19 . The method according to claim 18 , further comprising the act of:
coordinating an operating phase of the reformer, including a starting phase during which the chronological progression of the adsorption/desorption behavior of the HC adsorber, as a function of the reformate gas temperature, which rises in the starting phase with respect to the time, and/or a temperature gradient of the reformate gas occurring in the starting phase, with the chronological progression of the operating behavior of the consuming device such that a significant desorption of hydrocarbons from the HC adsorber takes place only when the consuming device is in an operating condition in which the desorbed hydrocarbons are processed by the consuming device such that at least one of the hydrocarbon fraction of the gases expelled by the consuming device and a function of the consuming device is not significantly influenced by the desorbed hydrocarbons.
20 . The method according to claim 18 , wherein the consuming device comprises at least one of an exhaust gas aftertreatment system, an internal-combustion engine and a fuel cell.
21 . The method according to claim 19 , wherein the consuming device comprises at least one of an exhaust gas aftertreatment system, an internal-combustion engine and a fuel cell.
22 . The method according to claim 18 , wherein the coordination act of the adsorption/desorption behavior of the HC adsorber as a function of the reformate gas temperature takes place by at least one of a suitable selection of the material of the HC adsorber and a suitable positioning of the HC adsorber.
23 . The method according to claim 18 , wherein the reformation process comprises at least one of a partial oxidation process, a steam reformation process, a CO 2 reformation process, and a cracking process.
24 . The method according to claim 18 , wherein the hydrocarbon-containing fuel converted by way of the reformation process is liquid and contains one of: gasoline, diesel, military fuels, kerosene biodiesel, alcohol, and oxygenated fuels.
25 . The method according to claim 18 , wherein the HC adsorber has at least one of activated carbon and a substance with a pore structure functioning as a molecular sieve.
26 . The method according to claim 25 , wherein the molecular sieve is formed of zeolite.

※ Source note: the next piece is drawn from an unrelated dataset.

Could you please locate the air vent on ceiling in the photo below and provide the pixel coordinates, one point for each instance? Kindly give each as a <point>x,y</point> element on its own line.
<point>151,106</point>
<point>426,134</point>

27 . The method according to claim 18 , wherein, at an inversion temperature of the reformate gas, the adsorption of the hydrocarbons from the reformate gas is compensated by a desorption of the adsorbed hydrocarbons to the reformate gas, and further wherein the adsorption predominates below the inversion temperature and the desorption predominates above the inversion temperature.
28 . The method according to claim 27 , wherein the reformation process occurs after a starting phase in a temperature equilibrium, during which the reformate gas assumes a constant equilibrium temperature, the inversion temperature of the HC adsorber being selected lower than the equilibrium temperature of the reformate gas, and/or the adsorption capability of the HC adsorber for hydrocarbons.
29 . The method according to claim 28 , wherein hydrocarbon species contained in the reformate gas have a maximum temperature 100° C. which is low relative to the equilibrium temperature.
30 . The method according to claim 18 , wherein hydrocarbons adsorbed at the HC adsorber at a temperature of the reformate gas above an evacuation temperature desorb without delay and completely to the reformate gas.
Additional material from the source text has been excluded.